Nope, you’re teaching me.
Sara: Well, one of my favorite bands, Privilege Abuse, broke up recently. They had a girl front person. Her name was Gracie. Also, Common Ignorance had a girl front person. Lately, the scene has been coming up with getting girls into hardcore music, because it [having a girl front person] has been an issue before.
Do you see Kink Shame being one of those forerunners, too?
Blaine: Well, it’s the first time I’ve ever been in a band like this. Like, the other bands I’ve been in have always been me and a couple of buddies, you know? It’s definitely tight. It’s different. You get a really cool sound. Like, I think her vocals are amazing—I love the way she sounds. It brings a whole different dynamic to the punk sound.

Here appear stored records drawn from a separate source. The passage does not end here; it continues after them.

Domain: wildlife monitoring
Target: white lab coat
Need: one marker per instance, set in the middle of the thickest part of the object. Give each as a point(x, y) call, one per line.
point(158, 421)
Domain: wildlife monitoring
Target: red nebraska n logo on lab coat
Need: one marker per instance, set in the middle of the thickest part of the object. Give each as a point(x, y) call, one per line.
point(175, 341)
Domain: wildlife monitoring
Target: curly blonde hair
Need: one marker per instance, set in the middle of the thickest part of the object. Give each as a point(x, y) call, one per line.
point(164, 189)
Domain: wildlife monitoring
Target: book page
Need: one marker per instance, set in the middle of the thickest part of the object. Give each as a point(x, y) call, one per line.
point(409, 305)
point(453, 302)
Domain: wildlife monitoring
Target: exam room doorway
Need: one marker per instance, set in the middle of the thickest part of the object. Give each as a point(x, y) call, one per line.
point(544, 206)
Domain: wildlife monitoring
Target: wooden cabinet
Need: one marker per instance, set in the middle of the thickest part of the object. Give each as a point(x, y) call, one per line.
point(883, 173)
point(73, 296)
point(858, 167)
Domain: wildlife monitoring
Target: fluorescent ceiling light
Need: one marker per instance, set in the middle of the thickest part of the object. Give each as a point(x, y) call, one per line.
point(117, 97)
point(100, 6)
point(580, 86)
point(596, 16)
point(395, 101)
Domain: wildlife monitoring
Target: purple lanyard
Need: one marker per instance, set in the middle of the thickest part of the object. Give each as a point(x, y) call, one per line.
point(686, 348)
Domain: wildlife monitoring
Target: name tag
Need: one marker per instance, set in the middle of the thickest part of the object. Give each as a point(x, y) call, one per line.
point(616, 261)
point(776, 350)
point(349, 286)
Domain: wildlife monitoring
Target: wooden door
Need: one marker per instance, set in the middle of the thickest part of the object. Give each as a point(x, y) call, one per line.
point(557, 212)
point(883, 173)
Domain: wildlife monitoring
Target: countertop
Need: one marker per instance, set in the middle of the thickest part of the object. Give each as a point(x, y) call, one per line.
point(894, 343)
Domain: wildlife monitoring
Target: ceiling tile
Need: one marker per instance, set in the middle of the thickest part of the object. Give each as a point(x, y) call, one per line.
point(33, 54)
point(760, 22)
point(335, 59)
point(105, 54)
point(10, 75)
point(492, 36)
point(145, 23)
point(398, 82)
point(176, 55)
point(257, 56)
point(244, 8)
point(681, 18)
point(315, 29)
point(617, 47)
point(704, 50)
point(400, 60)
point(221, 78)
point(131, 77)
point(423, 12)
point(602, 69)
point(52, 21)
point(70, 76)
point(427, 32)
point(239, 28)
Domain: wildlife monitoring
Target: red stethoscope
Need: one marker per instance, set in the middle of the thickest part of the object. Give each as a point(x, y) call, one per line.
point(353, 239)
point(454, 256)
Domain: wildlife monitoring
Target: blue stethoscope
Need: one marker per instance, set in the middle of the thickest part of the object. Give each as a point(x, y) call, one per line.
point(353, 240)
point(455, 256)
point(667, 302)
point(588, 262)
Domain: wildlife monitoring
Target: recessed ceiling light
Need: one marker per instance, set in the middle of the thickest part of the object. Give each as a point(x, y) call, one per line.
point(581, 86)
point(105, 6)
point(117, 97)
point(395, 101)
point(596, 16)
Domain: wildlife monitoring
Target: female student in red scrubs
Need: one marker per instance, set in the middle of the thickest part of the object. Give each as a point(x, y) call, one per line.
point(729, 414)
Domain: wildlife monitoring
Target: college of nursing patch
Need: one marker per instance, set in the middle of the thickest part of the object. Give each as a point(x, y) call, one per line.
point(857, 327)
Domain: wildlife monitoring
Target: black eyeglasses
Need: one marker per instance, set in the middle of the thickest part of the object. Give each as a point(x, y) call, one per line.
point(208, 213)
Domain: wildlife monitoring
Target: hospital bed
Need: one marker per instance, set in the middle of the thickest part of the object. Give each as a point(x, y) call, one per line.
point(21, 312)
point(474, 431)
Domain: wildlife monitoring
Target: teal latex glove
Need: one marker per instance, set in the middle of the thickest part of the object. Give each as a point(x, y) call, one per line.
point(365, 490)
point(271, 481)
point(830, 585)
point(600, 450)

How much stuff have you guys put out so far?
Blaine: We’re working on our first EP right now. We have like, what, five songs done?
Sara: Yup. Five. *nods*
Blaine: We just played our first show in Houston at Notsouh, a few weeks back.
It was super fun. We played with GWO [Gnar World Order], and there was a good crowd. We were pretty well-received. I had never played drums at a show before. I was kinda like, “Oh man, I’m gonna totally screw this up.”
Can you guys name your biggest influences?
Sara: Knocked Loose, for sure.
Blaine: GG Allin, Stone Cold Steve Austin.
Sara: Oh my God... *laughs*
So actually I don’t know too much about the punk scene in Galveston. What exists outside of you guys and GWO?
Blaine: We’re trying to help make it. I would even consider what Flynn does, EVAK, kind of punk in its own way. There’s a lot of amazing musicians down here.
Seeing the shows at the VFW, [the musicians are] bringing in a lot of really good bands. Every show there has been great, and what Michael [Allison] is doing with the Clam is awesome, too. That’s punk in its own way, and it’s perfect because it’s hiding in plain sight. That show me and Chris played, I was like, “God, we’re so loud, how are people just walking past this and not like, ‘What are they doing?’”
So what is punk to you guys?
Blaine: I think it’s breaking the mold of complacency. Like, when you see things kinda floundering around you, and you just wanna like punch it *smacks his fist* and make it exciting and put danger in rock and roll.
Sara: I kinda feel like punk is…you can state your opinion all day but no one’s gonna listen unless you’re sitting there screaming at them. What better way to get someone to listen to you then to just yell it at them?
Blaine: Yeah…Music for me is like riding a rock-and-roll guided missile, and wherever your target is, you hit it hard, and hit it loud as you can.
Experience: January 20th, 2017 at VFW Post 880 | Facebook Event Page
Kink Shame performs as part of the “Primordial of Human Experience” event. Presented by the Galveston Synergist Project, the event showcases the musicians participating in the compilation album “Primordial of Human Experience.” The multi-media project includes the performance, an album presented on CD, and an art zine.